Big Markets, Small Markets, and the Super Bowl

Every Super Bowl season, the same assumptions take the field. Big cities have bigger budgets. Bigger fan bases. Bigger egos. Surely that must translate into more Lombardi Trophies… right? It turns out, that’s not exactly how it works. Thanks to the NFL’s salary cap (introduced in 1994), teams now have an equalizer when it comes to players. That makes the Super Bowl a perfect excuse to ask a question that feels obvious, but turns out to be anything but: Does market size matter when it comes to winning?

When anyone close to the NFL talks about “market size”, they are usually referring to the amount of TV audience any team pulls in. As a demographic and geographic based company, we decided to group teams our way. So, we paired every Super Bowl winner in the salary-cap era with the nearest decennial Census metropolitan population at the time of their win. Markets were then grouped into five tiers based on market size, everything from Green Bay up to NYC.

Here’s where things get interesting. Nearly half of all Super Bowls since 1994 were won by teams from mid-sized metros (2–3.5 million people). These aren’t the league’s biggest markets—and they certainly aren’t the smallest—but they show up on championship Sunday far more often than anyone might expect.

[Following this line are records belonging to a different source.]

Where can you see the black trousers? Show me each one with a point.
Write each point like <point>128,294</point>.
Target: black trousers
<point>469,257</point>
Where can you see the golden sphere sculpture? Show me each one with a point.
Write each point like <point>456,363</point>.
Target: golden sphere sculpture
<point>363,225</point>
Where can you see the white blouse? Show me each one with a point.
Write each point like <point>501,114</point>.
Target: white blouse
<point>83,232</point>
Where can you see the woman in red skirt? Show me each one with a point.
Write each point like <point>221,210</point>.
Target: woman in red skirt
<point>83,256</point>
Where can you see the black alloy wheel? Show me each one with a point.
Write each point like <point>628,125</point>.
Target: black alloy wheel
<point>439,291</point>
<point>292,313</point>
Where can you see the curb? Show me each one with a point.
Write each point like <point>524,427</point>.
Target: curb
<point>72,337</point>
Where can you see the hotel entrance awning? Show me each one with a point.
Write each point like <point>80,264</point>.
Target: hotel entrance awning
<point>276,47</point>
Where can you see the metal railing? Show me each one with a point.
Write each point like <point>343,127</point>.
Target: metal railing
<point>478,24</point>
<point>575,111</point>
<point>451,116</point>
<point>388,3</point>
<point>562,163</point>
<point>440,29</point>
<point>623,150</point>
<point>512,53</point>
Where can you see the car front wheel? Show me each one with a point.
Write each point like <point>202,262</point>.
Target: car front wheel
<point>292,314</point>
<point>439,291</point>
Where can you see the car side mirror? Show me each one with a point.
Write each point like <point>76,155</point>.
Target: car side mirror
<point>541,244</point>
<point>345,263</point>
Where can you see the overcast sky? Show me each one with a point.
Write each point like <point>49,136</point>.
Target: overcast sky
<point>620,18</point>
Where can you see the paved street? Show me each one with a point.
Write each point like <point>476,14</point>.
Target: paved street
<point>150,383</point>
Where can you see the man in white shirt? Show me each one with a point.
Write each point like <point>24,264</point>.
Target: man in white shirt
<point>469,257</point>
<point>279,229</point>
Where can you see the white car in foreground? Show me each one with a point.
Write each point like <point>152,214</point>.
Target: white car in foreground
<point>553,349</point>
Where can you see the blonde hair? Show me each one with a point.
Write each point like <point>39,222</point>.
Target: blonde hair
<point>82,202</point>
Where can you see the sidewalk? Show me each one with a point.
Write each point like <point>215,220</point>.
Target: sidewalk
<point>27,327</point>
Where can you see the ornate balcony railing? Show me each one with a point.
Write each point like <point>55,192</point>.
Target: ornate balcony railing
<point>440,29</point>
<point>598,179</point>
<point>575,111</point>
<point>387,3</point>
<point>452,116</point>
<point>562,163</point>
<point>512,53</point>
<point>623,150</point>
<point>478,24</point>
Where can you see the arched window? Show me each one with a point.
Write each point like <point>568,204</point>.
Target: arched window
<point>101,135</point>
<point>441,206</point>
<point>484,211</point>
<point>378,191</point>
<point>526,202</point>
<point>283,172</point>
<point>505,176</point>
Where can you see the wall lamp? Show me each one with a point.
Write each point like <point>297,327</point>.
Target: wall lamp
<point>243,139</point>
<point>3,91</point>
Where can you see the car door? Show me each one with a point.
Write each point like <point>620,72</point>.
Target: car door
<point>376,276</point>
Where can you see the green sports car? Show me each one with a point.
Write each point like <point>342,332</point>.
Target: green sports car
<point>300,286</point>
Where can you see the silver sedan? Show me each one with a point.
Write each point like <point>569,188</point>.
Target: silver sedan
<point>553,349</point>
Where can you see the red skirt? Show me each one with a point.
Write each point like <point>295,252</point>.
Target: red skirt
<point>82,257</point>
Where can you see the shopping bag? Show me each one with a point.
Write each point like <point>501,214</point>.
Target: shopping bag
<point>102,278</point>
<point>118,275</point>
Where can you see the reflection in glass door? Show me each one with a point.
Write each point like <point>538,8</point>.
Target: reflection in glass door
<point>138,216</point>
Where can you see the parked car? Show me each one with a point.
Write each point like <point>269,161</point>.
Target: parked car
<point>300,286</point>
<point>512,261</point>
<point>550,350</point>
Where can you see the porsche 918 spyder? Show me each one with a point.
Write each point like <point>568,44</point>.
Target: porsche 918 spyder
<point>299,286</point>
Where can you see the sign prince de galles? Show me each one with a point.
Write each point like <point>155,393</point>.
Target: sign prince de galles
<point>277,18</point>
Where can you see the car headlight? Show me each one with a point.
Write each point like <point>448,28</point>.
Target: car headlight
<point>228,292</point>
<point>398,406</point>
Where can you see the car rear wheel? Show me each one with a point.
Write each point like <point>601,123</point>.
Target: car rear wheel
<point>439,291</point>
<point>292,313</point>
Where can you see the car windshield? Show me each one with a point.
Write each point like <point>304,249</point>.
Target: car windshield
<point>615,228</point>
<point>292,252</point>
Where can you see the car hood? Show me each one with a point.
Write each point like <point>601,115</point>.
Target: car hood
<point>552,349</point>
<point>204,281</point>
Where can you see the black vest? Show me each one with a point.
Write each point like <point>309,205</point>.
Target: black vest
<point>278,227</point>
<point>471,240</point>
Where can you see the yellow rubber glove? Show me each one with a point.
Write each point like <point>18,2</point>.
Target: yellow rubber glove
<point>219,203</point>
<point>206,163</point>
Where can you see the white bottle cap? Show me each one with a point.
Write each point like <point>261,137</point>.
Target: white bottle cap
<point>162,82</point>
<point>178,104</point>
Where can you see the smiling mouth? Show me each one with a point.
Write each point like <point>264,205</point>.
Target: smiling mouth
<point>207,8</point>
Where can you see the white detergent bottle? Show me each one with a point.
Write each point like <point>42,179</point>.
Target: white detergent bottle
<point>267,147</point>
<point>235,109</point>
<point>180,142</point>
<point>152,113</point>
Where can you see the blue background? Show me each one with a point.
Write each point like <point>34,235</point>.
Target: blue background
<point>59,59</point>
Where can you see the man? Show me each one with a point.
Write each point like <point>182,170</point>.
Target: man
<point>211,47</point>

Mega markets (10+ million people) have a shockingly low amount of Lombardi trophies in the last 20 years, just two from the New York Giants and one from the Los Angeles Rams after they made the move from St. Louis. For all their media glare and celebrity sightings, they’ve been about as dominant in the Super Bowl as the phrase “this is our year.” Small markets do break through occasionally and have even won more often than these mega markets, but they’re not the main story here. If anything, the data suggests there’s a Goldilocks zone of football success: big enough to support infrastructure and talent, small enough to avoid constant chaos.

But does this translate to the regular season? The second chart zooms out to the regular season, plotting winning percentage by market size since 1994. The result? A beautiful mess.

Winning teams exist everywhere. Losing teams exist everywhere. Market size does not politely line up and explain itself. Instead, you get a wide scatter of outcomes across all population tiers—proof that Sunday wins are handed out far more randomly. In other words, big markets don’t win more games just because they’re big, and small markets aren’t doomed to eternal rebuilds. Competence travels well.

The NFL is unusual. There’s a hard salary cap, revenue is shared, and draft picks favor struggling teams. And thanks to national TV deals, a win in Kansas City gets just as much airtime as a win in New York—no matter how many people live in that metro area.

If market size isn’t the secret weapon, what is? Boring things. Stability. Good decisions. Solid coaching. Not panicking every three years.

The NFL’s modern history suggests that organizational competence beats city size every time. Mid-sized markets have quietly turned that formula into championships—while bigger cities occasionally try to buy the shortcut and learn (again) that it doesn’t exist.

So as Super Bowl Sunday approaches, remember: the Lombardi Trophy doesn’t care how many people live nearby. It only cares whether the team holding it did the work.

And maybe had a really good quarterback.